Volunteers, in five groups of up to eight people, conduct five surveys over a three week period and rotate through five different forest tracks on each survey night.

Three days are left between each survey, to allow for movement of koalas.

According to ranger Martin Smith, actual counting of koalas is almost impossible because of their colouring, and their ability to bundle into a ball in the fork of a tree, which makes actually seeing a koala very difficult.

Mr Smith said, “The park is 4300 hectares in area, so the average area for each koala is 8.6 hectares.”

“There is approximately one suitable tree every 4m2 for a koala to climb in the park, which approximates to 21,000 trees for each koala,” he said.

Therefore, a sampling method is used.

Five 1.5km stretches of forest track have been selected for the surveys because they are prime koala habitats.

The forest on each side of the track is scanned, using torches, for the glint of reflected eyes in a tree.

Sightings are not as common, however, as auditory signs of koalas.

Each team has a loud hailer and an iPod on which a koala mating call is recorded.

At 500m intervals along each track, the calls are played three times and team members spread out along the track to listen for a response – a male koala will bellow a challenge to any other nearby males.
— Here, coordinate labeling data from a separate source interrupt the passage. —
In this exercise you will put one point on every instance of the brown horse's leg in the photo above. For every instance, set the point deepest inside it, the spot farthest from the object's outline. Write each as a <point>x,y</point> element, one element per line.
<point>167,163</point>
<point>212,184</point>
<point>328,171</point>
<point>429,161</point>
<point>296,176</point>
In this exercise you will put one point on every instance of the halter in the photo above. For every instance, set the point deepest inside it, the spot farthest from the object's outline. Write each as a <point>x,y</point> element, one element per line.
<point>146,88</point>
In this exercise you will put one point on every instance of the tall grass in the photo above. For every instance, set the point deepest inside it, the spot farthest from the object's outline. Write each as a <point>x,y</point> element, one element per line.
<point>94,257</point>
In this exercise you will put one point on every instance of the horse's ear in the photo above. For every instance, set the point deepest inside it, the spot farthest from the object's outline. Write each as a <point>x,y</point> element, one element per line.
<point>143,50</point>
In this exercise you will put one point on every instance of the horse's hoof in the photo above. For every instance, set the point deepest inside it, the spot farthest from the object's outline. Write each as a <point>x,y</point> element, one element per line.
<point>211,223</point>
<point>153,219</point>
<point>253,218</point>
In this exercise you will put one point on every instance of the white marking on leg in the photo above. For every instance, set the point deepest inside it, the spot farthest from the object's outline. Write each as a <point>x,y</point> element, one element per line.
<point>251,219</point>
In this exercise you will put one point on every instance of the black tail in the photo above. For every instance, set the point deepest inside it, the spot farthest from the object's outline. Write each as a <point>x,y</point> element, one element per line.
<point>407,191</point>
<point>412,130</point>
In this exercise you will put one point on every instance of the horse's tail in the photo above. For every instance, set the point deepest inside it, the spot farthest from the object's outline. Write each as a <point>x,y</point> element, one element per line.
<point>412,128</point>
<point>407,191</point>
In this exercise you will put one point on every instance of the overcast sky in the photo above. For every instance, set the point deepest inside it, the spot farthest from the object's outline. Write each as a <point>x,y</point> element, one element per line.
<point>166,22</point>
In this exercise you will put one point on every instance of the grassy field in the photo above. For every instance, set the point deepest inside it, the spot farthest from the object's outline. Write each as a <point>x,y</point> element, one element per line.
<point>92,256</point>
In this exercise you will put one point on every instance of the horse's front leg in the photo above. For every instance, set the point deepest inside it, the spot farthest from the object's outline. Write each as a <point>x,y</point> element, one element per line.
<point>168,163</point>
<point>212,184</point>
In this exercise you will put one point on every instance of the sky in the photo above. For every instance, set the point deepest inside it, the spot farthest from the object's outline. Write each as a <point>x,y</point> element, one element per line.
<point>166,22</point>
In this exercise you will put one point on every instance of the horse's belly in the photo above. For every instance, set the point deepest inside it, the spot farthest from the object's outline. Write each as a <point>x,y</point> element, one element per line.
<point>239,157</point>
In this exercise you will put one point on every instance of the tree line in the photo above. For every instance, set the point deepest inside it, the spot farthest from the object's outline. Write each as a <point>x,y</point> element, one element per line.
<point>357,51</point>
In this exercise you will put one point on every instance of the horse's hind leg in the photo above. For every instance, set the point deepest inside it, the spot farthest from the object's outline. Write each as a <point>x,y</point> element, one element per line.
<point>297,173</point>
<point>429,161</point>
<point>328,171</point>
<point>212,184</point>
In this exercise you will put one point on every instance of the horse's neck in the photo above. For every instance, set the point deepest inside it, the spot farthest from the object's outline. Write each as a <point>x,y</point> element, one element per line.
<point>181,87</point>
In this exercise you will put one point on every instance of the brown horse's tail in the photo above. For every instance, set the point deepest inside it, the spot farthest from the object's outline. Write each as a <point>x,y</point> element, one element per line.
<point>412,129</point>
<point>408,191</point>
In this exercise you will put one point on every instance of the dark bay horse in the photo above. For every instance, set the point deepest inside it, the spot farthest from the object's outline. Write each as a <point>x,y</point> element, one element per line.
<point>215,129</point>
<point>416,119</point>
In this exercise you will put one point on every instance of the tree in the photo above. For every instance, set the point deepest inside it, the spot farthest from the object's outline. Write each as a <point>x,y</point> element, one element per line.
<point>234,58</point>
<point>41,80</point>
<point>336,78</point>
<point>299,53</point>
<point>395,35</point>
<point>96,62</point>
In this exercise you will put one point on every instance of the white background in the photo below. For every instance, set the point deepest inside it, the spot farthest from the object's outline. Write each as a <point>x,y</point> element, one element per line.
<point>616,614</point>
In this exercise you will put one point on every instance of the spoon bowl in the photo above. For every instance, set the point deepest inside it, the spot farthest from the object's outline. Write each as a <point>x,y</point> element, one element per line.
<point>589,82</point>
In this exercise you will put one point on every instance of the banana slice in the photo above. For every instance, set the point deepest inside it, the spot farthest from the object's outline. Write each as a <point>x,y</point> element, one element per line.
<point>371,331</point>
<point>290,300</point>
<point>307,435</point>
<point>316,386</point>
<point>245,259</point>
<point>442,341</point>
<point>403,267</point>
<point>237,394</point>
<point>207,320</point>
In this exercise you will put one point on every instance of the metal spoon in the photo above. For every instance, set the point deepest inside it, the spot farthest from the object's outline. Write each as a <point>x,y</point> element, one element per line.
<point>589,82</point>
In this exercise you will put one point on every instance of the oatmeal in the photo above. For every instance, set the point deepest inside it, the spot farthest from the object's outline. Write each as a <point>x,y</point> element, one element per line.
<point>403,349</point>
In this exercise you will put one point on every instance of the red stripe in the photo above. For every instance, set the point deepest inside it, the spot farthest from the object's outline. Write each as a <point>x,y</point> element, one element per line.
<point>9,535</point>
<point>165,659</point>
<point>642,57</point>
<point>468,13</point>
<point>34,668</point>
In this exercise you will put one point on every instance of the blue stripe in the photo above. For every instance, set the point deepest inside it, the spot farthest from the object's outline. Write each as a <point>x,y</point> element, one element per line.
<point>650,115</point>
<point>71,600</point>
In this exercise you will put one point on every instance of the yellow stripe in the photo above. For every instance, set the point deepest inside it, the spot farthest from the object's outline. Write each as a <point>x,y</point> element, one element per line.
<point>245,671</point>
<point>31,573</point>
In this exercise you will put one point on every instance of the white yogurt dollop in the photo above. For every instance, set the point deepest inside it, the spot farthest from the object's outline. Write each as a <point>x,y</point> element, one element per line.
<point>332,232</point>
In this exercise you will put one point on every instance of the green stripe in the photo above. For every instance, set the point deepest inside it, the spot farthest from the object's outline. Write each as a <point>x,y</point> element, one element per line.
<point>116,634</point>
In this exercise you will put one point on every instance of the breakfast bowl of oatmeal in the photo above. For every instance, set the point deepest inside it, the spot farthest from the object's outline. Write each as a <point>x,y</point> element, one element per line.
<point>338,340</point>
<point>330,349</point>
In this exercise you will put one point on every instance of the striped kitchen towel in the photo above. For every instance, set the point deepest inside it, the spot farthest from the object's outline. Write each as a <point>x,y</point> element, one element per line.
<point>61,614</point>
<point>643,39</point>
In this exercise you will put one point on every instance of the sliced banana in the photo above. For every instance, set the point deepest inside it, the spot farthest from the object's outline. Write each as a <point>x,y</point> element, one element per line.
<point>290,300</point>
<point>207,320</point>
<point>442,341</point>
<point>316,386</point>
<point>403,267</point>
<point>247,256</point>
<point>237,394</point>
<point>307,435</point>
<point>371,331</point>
Teams estimate the direction and distance of any koala calls.

They also record koalas and any other animals that are sighted.

(Last week, three possums, a three-metre carpet python and a 70cm Tiger snake were encountered.)

After three out of the five surveys, teams have heard fourteen koalas and sighted two.

The previous two years have resulted in 23 and 24 contacts with koalas, across all five surveys.

Indications, so far, are that the Bongil Bongil koalas, unlike those in many other areas, are doing well.

 

By Andrew VIVIAN

 

Looking for the gleam of koala eyes. Photo: Andrew Vivian.